Quiconque connaît l’ancrage territorial de la pratique artistique du chorégraphe Salia Sanou – à Montpellier quand il faisait partie de la troupe de Mathilde Monnier, à Saint-Brieuc à travers la scène nationale dont il a été artiste associé, à Pantin quand il était en résidence au Centre national de la danse, et aujourd’hui à La Roche-sur-Yon, à la Scène nationale du « Grand R », dont il est de nouveau artiste associé – n’est pas surpris qu’il soit une des têtes d’affiche de Pays de Montbéliard Agglomération, Capitale française de la culture 2024.
« En raison de mon parcours, celui d’un danseur parti de son village pour la capitale du Burkina Faso, puis de là vers l’Europe, c’est dans ma nature d’être dans cette quête d’enrichissement mutuel en m’appuyant sur le territoire traversé », explique le chorégraphe dont l’exploration dès 1995 d’une nouvelle danse contemporaine africaine en duo avec Seydou Boro porte la trace de ce « va et vient » originel. « D’un côté, on laisse sa trace sur ce territoire. De l’autre, dans un mouvement de réciprocité, on est marqué par la vie de ces territoires. C’est ce qui nourrit depuis toujours mon acte de création, que ce soit à travers des projets participatifs avec des amateurs et des professionnels ou des rencontres avec des conservatoires ».
Sourire à l’autre, s’ouvrir à l’autre
Sourire à l’autre, s’ouvrir à l’autre, le projet, présenté conjointement par le chorégraphe et MA scène nationale, dans le cadre de la Capitale française de la culture a été initié au « Grand R » il y a deux ans. Il s’agit « d’un projet qui questionne le vivre-ensemble dans le milieu scolaire en partant de la devise inscrite au fronton de toutes les écoles : Liberté, Égalité, Fraternité », explique le chorégraphe. Tout commence avec un spectacle, Papa Tambour, un poème de Capitaine Alexandre chorégraphié par le danseur : « Quand j’arrive, on pousse les tables ensemble, on configure l’espace du spectacle ensemble, puis je présente le spectacle aux enfants avant d’entamer un dialogue avec eux : qu’est-ce que ça signifie de s’ouvrir à l’autre ? Nous réalisons des ateliers très simples : on imagine des mots, on les danse, on les chante ». Les ateliers prolongent donc le spectacle. « Quand ils voient le spectacle, les enfants sont transportés dans des imaginaires. Ils sont sollicités par des mots et des chansons. À la fin ils sont invités à esquisser des pas de danse. Ils sont donc à la fois spectateurs et acteurs du spectacle. Les ateliers sont précisément l’occasion de continuer à travailler sur cet imaginaire pour amener les enfants à produire eux-mêmes le spectacle qui sera donné en avril en clôture de ces ateliers ».

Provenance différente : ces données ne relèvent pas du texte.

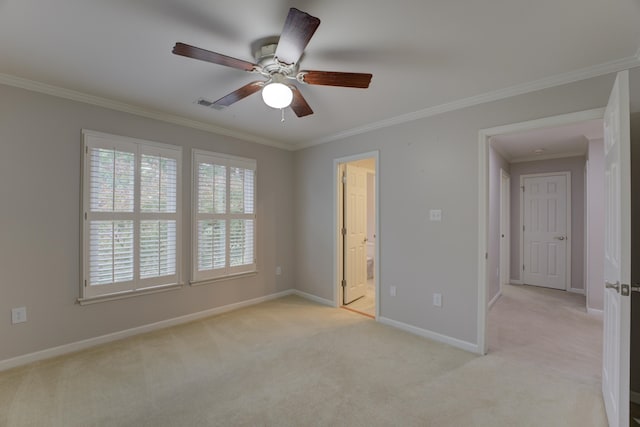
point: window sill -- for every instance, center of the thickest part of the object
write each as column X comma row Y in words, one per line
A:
column 223, row 278
column 128, row 294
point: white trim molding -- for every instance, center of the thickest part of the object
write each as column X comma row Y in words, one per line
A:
column 103, row 339
column 496, row 95
column 484, row 136
column 425, row 333
column 520, row 89
column 98, row 101
column 313, row 298
column 495, row 298
column 596, row 312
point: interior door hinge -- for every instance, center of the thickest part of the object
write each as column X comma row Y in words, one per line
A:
column 624, row 290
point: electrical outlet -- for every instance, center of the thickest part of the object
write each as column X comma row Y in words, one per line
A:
column 18, row 315
column 437, row 300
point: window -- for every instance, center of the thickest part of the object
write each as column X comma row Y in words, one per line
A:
column 131, row 200
column 224, row 224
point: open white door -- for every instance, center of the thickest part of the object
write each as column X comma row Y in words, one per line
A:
column 355, row 220
column 617, row 255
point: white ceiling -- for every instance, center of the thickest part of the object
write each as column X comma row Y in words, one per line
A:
column 548, row 143
column 423, row 55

Ce projet, conduit dans quatre classes, s’adresse à une soixantaine d’élèves de deux écoles différentes : « La première est dans un quartier en périphérie, l’autre, au centre de la ville, ce sont donc deux écoles marquées par le profil des parents, avec des atmosphères différentes. Tout l’enjeu est de tisser des passerelles et des liens, de faire en sorte que tout se croise et aille ensemble dans une certaine harmonie et complémentarité ».

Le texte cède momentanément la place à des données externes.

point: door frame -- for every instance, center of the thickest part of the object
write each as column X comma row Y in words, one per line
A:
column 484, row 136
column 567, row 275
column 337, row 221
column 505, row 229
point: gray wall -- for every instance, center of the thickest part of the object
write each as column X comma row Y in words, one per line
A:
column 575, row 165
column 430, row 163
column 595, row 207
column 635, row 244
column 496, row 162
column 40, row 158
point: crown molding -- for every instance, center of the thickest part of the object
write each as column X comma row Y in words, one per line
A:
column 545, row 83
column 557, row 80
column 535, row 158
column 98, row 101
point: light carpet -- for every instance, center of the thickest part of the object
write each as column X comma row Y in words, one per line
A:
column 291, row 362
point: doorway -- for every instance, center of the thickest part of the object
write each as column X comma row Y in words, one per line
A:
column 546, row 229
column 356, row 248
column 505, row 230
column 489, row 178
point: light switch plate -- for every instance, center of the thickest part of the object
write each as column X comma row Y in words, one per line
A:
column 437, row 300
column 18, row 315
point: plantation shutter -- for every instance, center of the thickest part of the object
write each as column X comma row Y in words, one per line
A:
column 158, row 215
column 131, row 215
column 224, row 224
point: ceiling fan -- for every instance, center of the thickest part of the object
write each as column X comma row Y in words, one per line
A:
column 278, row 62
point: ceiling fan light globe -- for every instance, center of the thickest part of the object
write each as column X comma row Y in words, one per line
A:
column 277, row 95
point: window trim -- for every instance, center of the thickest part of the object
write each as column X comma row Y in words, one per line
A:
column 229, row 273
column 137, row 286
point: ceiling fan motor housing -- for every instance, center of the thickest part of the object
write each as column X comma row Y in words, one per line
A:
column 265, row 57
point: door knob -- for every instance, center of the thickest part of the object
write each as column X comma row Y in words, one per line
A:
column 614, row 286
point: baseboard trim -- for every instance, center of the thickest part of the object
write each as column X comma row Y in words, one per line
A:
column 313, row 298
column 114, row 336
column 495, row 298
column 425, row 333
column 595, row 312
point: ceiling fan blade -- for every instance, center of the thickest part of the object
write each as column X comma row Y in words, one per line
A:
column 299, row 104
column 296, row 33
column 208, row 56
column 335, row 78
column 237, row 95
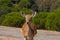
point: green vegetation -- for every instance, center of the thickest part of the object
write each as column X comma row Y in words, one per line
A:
column 48, row 13
column 13, row 19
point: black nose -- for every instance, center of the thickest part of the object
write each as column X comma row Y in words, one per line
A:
column 27, row 22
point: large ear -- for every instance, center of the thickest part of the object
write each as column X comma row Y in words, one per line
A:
column 23, row 14
column 33, row 13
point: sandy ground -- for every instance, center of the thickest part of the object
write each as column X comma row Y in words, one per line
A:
column 9, row 33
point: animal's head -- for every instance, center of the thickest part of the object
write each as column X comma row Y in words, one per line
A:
column 28, row 17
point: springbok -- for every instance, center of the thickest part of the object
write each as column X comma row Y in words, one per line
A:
column 28, row 29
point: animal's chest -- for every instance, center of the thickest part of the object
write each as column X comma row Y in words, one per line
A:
column 26, row 29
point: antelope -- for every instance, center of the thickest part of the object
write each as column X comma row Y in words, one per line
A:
column 28, row 29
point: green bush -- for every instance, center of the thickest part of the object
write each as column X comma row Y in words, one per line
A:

Un voyage dans une autre dimension
Parallèlement, le chorégraphe s’apprête à donner à Valence puis à Niort les dernières représentations D’un rêve, comédie dansée qui mélange joyeusement la danse, le chant et la musique conçue en hommage au célèbre discours de Martin Luther King : « I have a dream ». Il a voyagé avec elle sur les routes de France et d’ailleurs une centaine de fois avant cela. « Je pars du rêve de Martin Luther King pour montrer que cette parole est toujours d’actualité et même aujourd’hui plus que jamais avec tout ce que le monde traverse. On revisite ce texte dans toutes ces dimensions, historique, mémorielle, avec le corps noir transporté, déporté de continent en continent, les champs de coton, mais aussi la liberté de partir, de revenir, le soleil qui se lève et brille pour tout le monde. Il y a à la fois la question de la mémoire, du vécu, mais aussi la projection vers l’avenir. Qu’est-ce qui nous unit en bien, qu’est-ce qui est porteur d’espoir et que l’on peut transmettre aux générations futures ? ».
Preuve que la collaboration avec MA scène nationale est depuis quatre ans « belle, et fructueuse », c’est à Montbéliard que le chorégraphe va répéter son prochain spectacle, une création avec six interprètes féminines sur une musique de Bach. « Je déplace de nouveau le regard ailleurs », conclut le chorégraphe dont le geste artistique autant que l’humanité, salués par Yannick Marzin, puisent dans ses deux terres, natale et d’adoption.